Coface voulait prendre le contrôle de Recours contre la volonté de la Smaex
Des questions auxquelles il est difficile de répondre directement tant les actionnaires n’ont point communiqué sur leurs motifs. Mais ce qu’il faut retenir, c’est que le sort de Recours était pratiquement scellé depuis 2007, année où la Coface, actionnaire majoritaire avec 35% du capital devant la Smaex qui détient 25%, et, surtout, premier client de la société représentant plus de 80% du business, a décidé de faire un pied de nez à ses partenaires marocains qui venaient de torpiller son projet de prendre le contrôle de la société. En effet, ayant refusé de lui ouvrir la voie après un premier accord (lequel avait fortement hérissé la Smaex qui souhaitait garder la main sur une entité dont elle a toujours présidé le conseil d’administration), les actionnaires marocains ont provoqué l’ire de la société française d’assurance à l’export qui n’était tenue par aucune clause de non-concurrence vu l’absence d’un quelconque pacte d’actionnaires.
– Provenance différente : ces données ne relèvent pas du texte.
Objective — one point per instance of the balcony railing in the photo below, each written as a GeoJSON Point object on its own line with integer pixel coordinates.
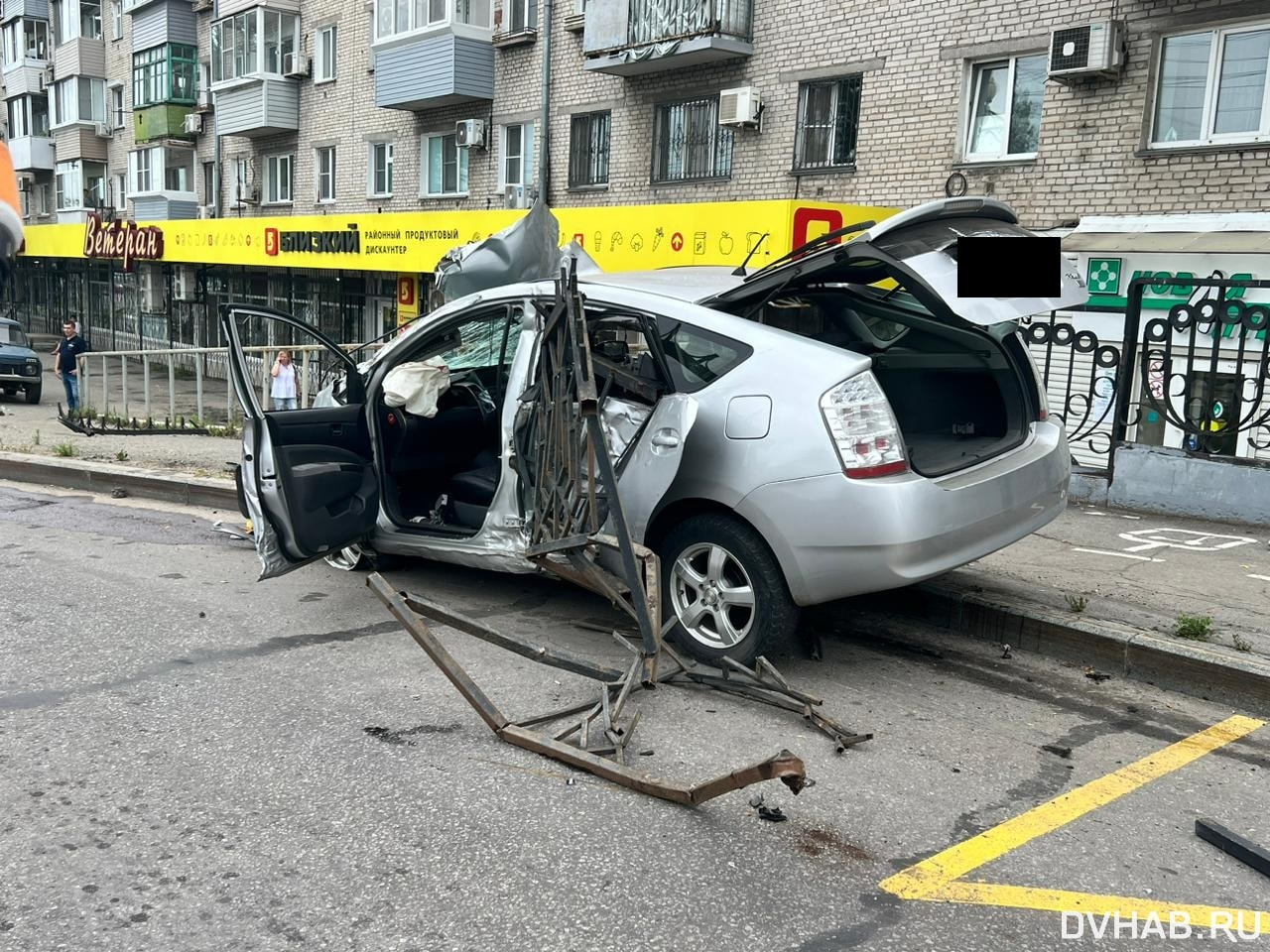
{"type": "Point", "coordinates": [633, 37]}
{"type": "Point", "coordinates": [661, 21]}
Dès lors, l’entité française créa dans la foulée Coface Services Maghreb, débaucha l’ex-directeur général de Recours et bascula graduellement en trois ans toutes ses commandes de renseignement commercial et de recouvrement vers sa nouvelle filiale à 100%. Quant à la base de données de clients dont la propriété était partagée entre les actionnaires, elle ne fut en aucun cas un obstacle devant Coface Services Maghreb pour asseoir sa couverture du marché marocain. Aussi, deux ans après cette défection, Recours entamait une descente aux enfers qui lui fit consommer tout son matelas de réserves sans jamais pouvoir retrouver l’équilibre d’exploitation, malgré tous les espoirs nourris par l’ex-présidente de la Smaex à reconstituer le chiffre d’affaires perdu avec la Coface dans le sillage de l’élargissement de l’intervention de la SMAEX dans l’assurance-crédit domestique (un projet qui aurait pu, certes, donner au passage du grain à moudre à Recours, mais qui n’a jamais abouti).
La trésorerie n’est pas encore asséchée
Il semblerait aussi que le changement de présidence opéré en 2012 à la tête de la Smaex ait précipité à cette décision avant que les actionnaires ne soient acculés à mettre la main à la poche pour faire face aux coûts de liquidation (notamment le coût social) tant il est vrai que la trésorerie n’est pas encore asséchée. Pour leur part, les clients, devenus rarissimes au fil des dernières années, se sont tournés vers les concurrents de plus en plus nombreux. Quant aux actionnaires marocains, ils ne font que subir le contrecoup de leur décision, prise six ans plus tôt, de bloquer le projet pertinent et légitime de Coface de monter dans le capital de Recours.